I’ve mentioned before that  ‘Gypsy Biker’ shares a lot of ground with ‘Shut Out The Light’. The earlier track was one of Springsteen’s Vietnam tunes, ‘Gypsy Biker’ is one of a more modern war – Johnny gets to pull out his Ford and polish up the chrome in the former, the biker in the latter is coming home in a coffin; “Sister Mary sits with your colors”. It’s one of his best.

I remember at the time of release, Magic was referred to as being about “love in the time of Bush” **. There’s no direct references here, no mention of specific wars or Bush (though it may well be his “boot heels clickin’ like the barrel of a pistol spinnin’ round” on ‘Livin In The Future’) but he doesn’t need to.  The threat he felt in 2006 is there throughout.  Perhaps its most telling on the beautiful title track. Quiet, gentle guitar and chamberlin undercut with strings and Van Zandt’s mandolin make for a soothing, hypnotic stroll or dance as Springsteen lists ‘magic’ tricks but then it’s there in the last verse:

“Now there’s a fire down below
But it’s comin’ up here
So leave everything you know
And carry only what you fear
On the road the sun is sinkin’ low
There’s bodies hangin’ in the trees
This is what will be, this is what will be.”
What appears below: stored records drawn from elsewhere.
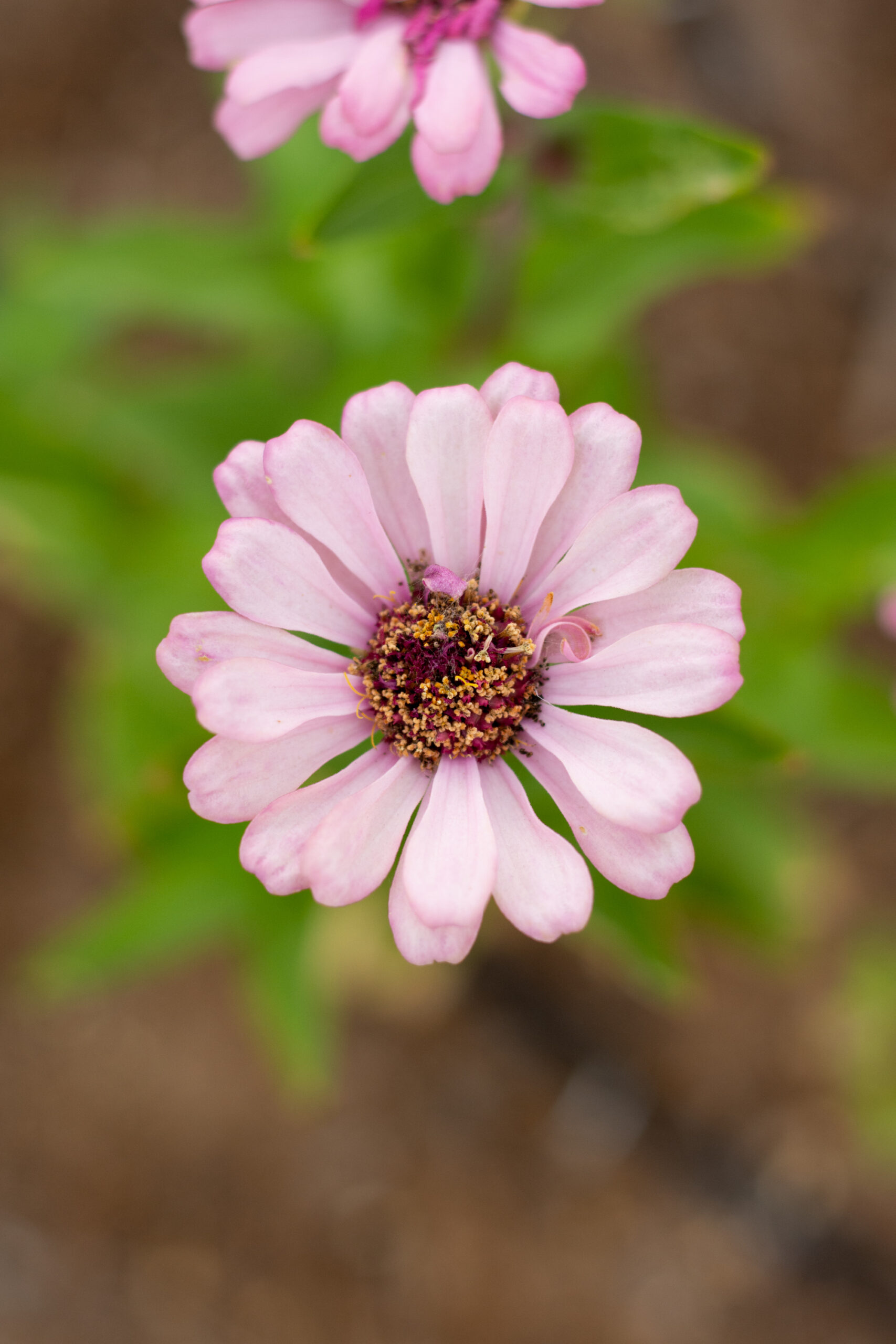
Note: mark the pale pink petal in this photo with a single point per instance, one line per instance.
(566, 640)
(529, 457)
(220, 34)
(201, 639)
(419, 944)
(453, 104)
(378, 82)
(270, 574)
(254, 130)
(292, 65)
(542, 885)
(887, 612)
(355, 846)
(518, 381)
(449, 858)
(541, 77)
(234, 781)
(642, 865)
(339, 132)
(321, 486)
(254, 699)
(446, 440)
(465, 174)
(669, 670)
(606, 459)
(625, 772)
(375, 428)
(241, 483)
(632, 543)
(700, 597)
(275, 842)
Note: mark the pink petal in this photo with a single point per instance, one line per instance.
(453, 104)
(518, 381)
(642, 865)
(565, 640)
(887, 612)
(625, 772)
(375, 428)
(254, 699)
(699, 597)
(630, 545)
(542, 77)
(450, 857)
(419, 944)
(257, 128)
(542, 885)
(291, 65)
(220, 34)
(321, 486)
(529, 457)
(339, 132)
(201, 639)
(378, 82)
(273, 844)
(671, 670)
(354, 848)
(241, 483)
(234, 781)
(270, 574)
(606, 459)
(446, 440)
(445, 176)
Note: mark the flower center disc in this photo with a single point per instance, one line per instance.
(450, 676)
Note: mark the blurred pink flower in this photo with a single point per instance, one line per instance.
(489, 562)
(376, 65)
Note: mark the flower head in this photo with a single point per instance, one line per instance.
(488, 565)
(374, 68)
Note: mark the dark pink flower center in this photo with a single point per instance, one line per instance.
(446, 674)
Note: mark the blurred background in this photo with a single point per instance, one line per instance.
(678, 1129)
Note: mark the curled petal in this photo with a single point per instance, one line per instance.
(220, 34)
(632, 543)
(340, 133)
(529, 457)
(700, 597)
(606, 459)
(669, 670)
(449, 858)
(270, 574)
(201, 639)
(254, 130)
(445, 176)
(453, 104)
(375, 428)
(542, 885)
(320, 484)
(355, 846)
(541, 77)
(234, 781)
(275, 842)
(518, 381)
(418, 942)
(254, 699)
(642, 865)
(626, 773)
(446, 440)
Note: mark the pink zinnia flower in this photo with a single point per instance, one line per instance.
(373, 66)
(486, 557)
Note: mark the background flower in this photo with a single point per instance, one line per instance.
(489, 560)
(376, 66)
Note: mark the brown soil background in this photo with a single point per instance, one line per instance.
(525, 1151)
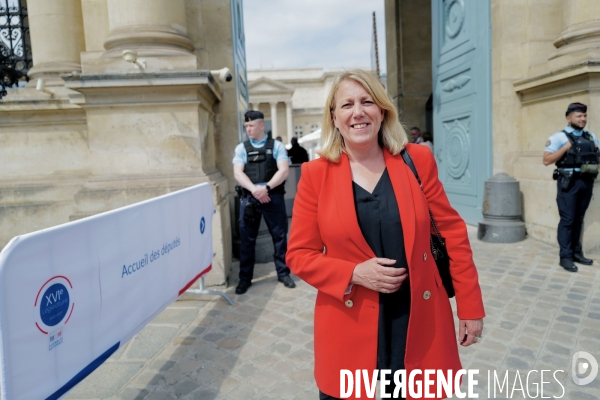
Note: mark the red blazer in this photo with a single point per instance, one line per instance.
(326, 244)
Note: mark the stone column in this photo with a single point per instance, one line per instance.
(581, 27)
(155, 25)
(273, 119)
(57, 39)
(288, 115)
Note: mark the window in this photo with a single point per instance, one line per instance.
(15, 46)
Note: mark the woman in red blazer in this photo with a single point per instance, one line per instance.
(332, 246)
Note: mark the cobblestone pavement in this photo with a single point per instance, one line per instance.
(538, 315)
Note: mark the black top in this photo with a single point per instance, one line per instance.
(379, 220)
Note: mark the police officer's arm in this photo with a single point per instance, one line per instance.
(259, 192)
(283, 170)
(551, 158)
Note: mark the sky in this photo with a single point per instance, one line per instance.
(312, 33)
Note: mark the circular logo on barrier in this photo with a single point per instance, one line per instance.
(202, 225)
(54, 304)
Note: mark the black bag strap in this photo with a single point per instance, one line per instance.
(408, 160)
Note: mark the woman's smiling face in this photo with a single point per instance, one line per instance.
(356, 115)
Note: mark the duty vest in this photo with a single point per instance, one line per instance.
(582, 151)
(261, 165)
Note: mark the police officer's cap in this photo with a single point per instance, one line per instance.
(251, 115)
(579, 107)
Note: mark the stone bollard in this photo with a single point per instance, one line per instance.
(502, 211)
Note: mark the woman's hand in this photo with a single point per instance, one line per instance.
(468, 330)
(375, 275)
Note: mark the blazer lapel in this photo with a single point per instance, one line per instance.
(342, 182)
(400, 176)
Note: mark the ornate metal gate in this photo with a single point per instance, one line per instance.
(461, 35)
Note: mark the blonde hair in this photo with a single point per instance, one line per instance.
(391, 134)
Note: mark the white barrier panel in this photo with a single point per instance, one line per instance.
(71, 295)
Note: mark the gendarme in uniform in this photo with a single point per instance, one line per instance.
(575, 153)
(260, 166)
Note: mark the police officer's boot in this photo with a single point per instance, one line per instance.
(567, 264)
(578, 257)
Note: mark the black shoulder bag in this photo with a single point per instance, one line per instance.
(437, 242)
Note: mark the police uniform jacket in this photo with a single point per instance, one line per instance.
(326, 244)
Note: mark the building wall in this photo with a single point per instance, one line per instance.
(532, 84)
(544, 56)
(309, 87)
(408, 46)
(112, 134)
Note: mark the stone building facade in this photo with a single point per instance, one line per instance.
(291, 99)
(130, 111)
(500, 75)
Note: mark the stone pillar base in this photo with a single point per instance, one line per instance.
(493, 231)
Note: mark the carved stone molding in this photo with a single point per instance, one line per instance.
(578, 37)
(455, 17)
(457, 148)
(455, 83)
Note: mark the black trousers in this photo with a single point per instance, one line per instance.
(276, 219)
(572, 205)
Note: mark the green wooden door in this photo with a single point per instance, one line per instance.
(462, 121)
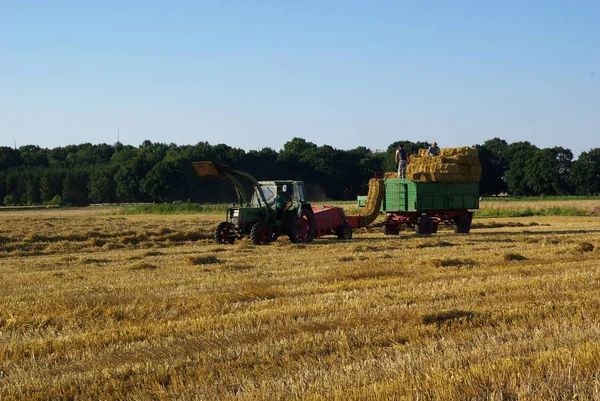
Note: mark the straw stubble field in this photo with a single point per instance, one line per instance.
(99, 306)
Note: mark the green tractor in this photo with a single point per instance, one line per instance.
(257, 217)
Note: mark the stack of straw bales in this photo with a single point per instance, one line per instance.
(374, 198)
(451, 165)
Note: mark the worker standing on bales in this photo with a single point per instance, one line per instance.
(433, 150)
(401, 161)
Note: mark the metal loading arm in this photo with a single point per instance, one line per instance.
(209, 169)
(372, 206)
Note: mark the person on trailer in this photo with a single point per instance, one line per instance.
(433, 150)
(401, 161)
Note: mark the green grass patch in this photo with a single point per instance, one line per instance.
(529, 212)
(170, 208)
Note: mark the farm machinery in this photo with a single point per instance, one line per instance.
(258, 217)
(426, 205)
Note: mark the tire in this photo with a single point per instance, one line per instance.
(390, 230)
(224, 233)
(462, 224)
(424, 225)
(301, 229)
(261, 233)
(344, 231)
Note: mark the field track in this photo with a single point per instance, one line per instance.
(101, 306)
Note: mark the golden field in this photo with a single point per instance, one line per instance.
(101, 306)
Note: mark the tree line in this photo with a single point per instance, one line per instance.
(159, 172)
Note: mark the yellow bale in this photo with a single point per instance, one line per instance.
(373, 203)
(451, 165)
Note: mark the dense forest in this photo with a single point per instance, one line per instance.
(158, 172)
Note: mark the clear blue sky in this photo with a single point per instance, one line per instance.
(254, 74)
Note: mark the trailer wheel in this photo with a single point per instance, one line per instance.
(424, 225)
(462, 224)
(344, 232)
(301, 229)
(260, 234)
(224, 233)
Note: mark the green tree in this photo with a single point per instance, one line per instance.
(586, 173)
(51, 184)
(517, 155)
(494, 164)
(74, 191)
(9, 157)
(102, 187)
(33, 155)
(547, 172)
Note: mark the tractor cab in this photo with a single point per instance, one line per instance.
(292, 191)
(257, 216)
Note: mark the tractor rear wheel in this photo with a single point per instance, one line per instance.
(344, 231)
(424, 225)
(390, 229)
(224, 233)
(261, 233)
(301, 229)
(462, 224)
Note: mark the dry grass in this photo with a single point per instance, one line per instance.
(148, 307)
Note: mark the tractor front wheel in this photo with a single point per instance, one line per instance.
(261, 233)
(462, 224)
(301, 228)
(224, 233)
(424, 225)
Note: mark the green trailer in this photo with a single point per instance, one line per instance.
(426, 205)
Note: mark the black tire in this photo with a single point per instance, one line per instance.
(301, 229)
(390, 230)
(424, 225)
(462, 224)
(344, 231)
(224, 233)
(261, 233)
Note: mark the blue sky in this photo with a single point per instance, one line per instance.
(255, 74)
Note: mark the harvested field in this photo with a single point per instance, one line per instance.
(98, 306)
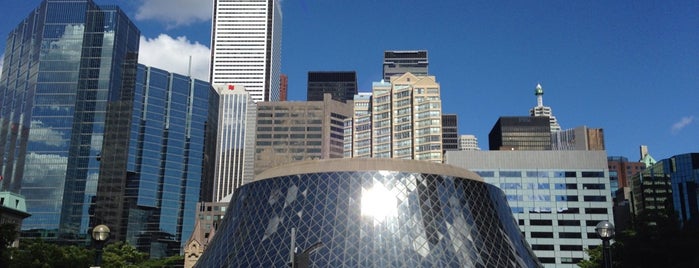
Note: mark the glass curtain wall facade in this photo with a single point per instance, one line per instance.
(684, 173)
(63, 64)
(235, 145)
(246, 39)
(450, 132)
(557, 197)
(341, 85)
(152, 161)
(368, 213)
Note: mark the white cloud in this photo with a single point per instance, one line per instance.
(172, 55)
(175, 12)
(679, 125)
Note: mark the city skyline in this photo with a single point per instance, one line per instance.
(621, 63)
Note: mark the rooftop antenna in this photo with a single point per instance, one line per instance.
(189, 67)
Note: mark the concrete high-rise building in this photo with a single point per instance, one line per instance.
(541, 110)
(246, 39)
(450, 132)
(557, 197)
(360, 127)
(651, 190)
(579, 138)
(520, 133)
(235, 146)
(621, 170)
(342, 86)
(406, 118)
(670, 183)
(293, 131)
(64, 64)
(283, 87)
(468, 142)
(398, 62)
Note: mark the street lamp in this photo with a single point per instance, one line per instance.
(605, 230)
(100, 234)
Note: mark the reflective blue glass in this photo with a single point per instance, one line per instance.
(369, 219)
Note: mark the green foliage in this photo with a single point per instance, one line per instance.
(172, 261)
(8, 234)
(656, 241)
(39, 254)
(120, 254)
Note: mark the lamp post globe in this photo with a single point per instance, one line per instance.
(605, 230)
(100, 233)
If there was any doubt left about this album’s thrust it’s obliterated by what comes next. ‘Last To Die‘ takes it’s lyrics from John Kerry’s testimony on Vietnam (“How do you ask a man to be the last man to die in Vietnam? How do you ask a man to be the last man to die for a mistake?”) and straps it to a howling, fierce track.

The album’s closing track*** ‘Devil’s Arcade’ is a dark bruiser of a tune that’s perhaps the most literal on it. A lover’s recall of portentous earlier memories and passion before her love enlists and winds up being wounded “the cool desert morning, then nothin’ to save, just metal and plastic where your body caved” and in a hospital while she waits for his touch –  Weinberg hammers home the rhythmic thump against the repeated “The beat of your heart, the beat of your heart”.

Again; it’s one of the finest things Springsteen has written and this album is chock-full of them. It’s strange to listen to this album again (though it’s rarely out of rotation) now as we find ourselves staring down even darker corridors than GW had lead the world. Then, as now, this album’s warmth and spirit remain a lighthouse; there is love, there is light and it needn’t be the monsters that call the tune, we have the choice.

Highlights: ‘Radio Nowhere’, ‘Livin In The Future’, ‘Your Own Worst Enemy’, ‘Gypsy Biker’, ‘Magic’, ‘Last To Die’, ‘Devil’s Arcade’.

*Something which would lead to a burst of writing just as the Magic sessions wound down and form the basis of Working On A Dream.

**Not the working title of a late-night Gabriel García Márquez adaptation.

***Officially. Following the death of Springsteen’s long-time assistant Terry Magovern, ‘Terry’s Song’ was added.